While the northern half of the mountain’s spread of trees remained intact—if you look at the mountain from a short distance you can see that side is much thicker—the southern half was almost completely devoid of trees as recently as eighty years ago, because it was farmed. A few hundred feet behind my house and across a creek are the remains of a late 19th century or early 20th century log cabin, whose foundation stones and chimney’s bottom half still exist, along with occasional tiny shards of ceramic ware. If you squint a little you can see a narrow thinning in the trees behind it where a road—a dirt road or track—ran to the cabin. A few hundred feet to the north are a series of stone walls ascending the hill where the land was terraced. An old dirt road, now blocked off from the paved neighborhood stretch, makes a loop over the mountaintop. Near the road are two long depressions running side by side along the side of the mountain which are probably old collapsed shafts made by miners looking for iron, a plentiful substance here that gives this area its red soil, and gave the town and college campus the name Ferrum.
There are some enormous oaks here left from the days before that side of the mountain was stripped, probably as shade trees. Sadly one fell recently, leaving a giant hole both in the ground and open to the sky. There are some big maples and others, including birch, since not many timber companies were interested in birch. But otherwise this forest is only a few decades old—though in that time it has reclaimed the mountainside for its own and spread everywhere where it wasn’t held back by houses and back yards.
We have deer most nights. Turkeys occasionally cross a road a little farther up the mountain. I haven’t seen a raccoon in years but their hand-shaped paw prints still mark their regular passages. We’ve had coyotes, bobcats, and at least one brown bear—seen looking miserable as it fled across my front yard to the woods in the middle of a downpour. The woods immediately behind my house are part of the territory of a red-tailed hawk—who is much hated by crows staking the same claim—and there are at least two Great Horned Owls you can occasionally hear calling and marking out their spaces at night.
All of this probably makes it sound like I know my neighbors, but I really don’t. Offhand I can’t even tell you what type of oak rises straight up in the center of my front yard, or the two maples that flank it. I remember finding young chestnut trees in the woods some years back, ones that hadn’t yet been strangled by the blight, but I can’t remember now where they’re located. I don’t even know if they’re still alive. I can’t tell you when our owls will sound off, or when the hawk will be overhead. If you showed me one of my own old drawings of a leaf or bark without the caption, I probably wouldn’t be able to tell you what it is.

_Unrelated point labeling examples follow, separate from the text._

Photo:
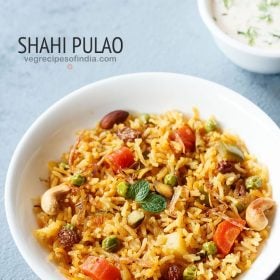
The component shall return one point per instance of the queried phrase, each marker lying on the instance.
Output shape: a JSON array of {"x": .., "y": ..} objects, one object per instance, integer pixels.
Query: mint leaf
[
  {"x": 139, "y": 190},
  {"x": 154, "y": 203}
]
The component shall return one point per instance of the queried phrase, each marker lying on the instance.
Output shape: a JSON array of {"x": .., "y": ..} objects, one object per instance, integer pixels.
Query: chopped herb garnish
[
  {"x": 267, "y": 18},
  {"x": 154, "y": 203},
  {"x": 250, "y": 34},
  {"x": 139, "y": 190},
  {"x": 150, "y": 201}
]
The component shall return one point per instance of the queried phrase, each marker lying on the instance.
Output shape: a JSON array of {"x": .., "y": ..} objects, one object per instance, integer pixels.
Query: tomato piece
[
  {"x": 100, "y": 269},
  {"x": 186, "y": 136},
  {"x": 226, "y": 233},
  {"x": 120, "y": 159}
]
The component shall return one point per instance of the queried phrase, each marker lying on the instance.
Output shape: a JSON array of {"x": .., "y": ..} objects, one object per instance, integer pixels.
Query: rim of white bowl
[
  {"x": 208, "y": 20},
  {"x": 10, "y": 214}
]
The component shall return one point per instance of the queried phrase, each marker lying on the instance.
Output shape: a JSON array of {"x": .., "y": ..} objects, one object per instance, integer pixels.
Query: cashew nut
[
  {"x": 255, "y": 215},
  {"x": 49, "y": 200}
]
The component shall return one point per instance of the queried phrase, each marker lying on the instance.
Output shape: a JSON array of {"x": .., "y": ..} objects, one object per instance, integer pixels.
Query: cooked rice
[{"x": 97, "y": 211}]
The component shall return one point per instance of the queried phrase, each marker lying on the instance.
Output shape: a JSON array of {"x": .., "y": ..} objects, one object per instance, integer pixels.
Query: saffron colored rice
[{"x": 97, "y": 211}]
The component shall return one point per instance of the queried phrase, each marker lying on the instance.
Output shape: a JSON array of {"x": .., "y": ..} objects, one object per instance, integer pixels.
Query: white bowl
[
  {"x": 250, "y": 58},
  {"x": 54, "y": 131}
]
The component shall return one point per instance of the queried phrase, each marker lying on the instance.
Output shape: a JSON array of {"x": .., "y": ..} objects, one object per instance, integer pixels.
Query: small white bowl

Like Fred First in the passage above, I think my learning the names of my neighbors will only be a good thing, help me appreciate them more, and maybe even care for them better as much as I’m able. I bought the house here, I’m in it for the long haul, and those neighbors were a big part of the reason why. It’s way past time for me to go exploring and reintroducing myself, and relearning just who I share my ground with. I’m tired of not knowing.
I admire this land and I always will, now. I’m on a slow circle road taking me back to the starting point of learning about it, one leaf and one bird song at a time, and being in love with the knowing of everything around me. The more I learn the more I love it. If you ever visit me I’ll take you through the woods, as deep in as we can go if you want. Sooner or later you’ll find something to take home with you.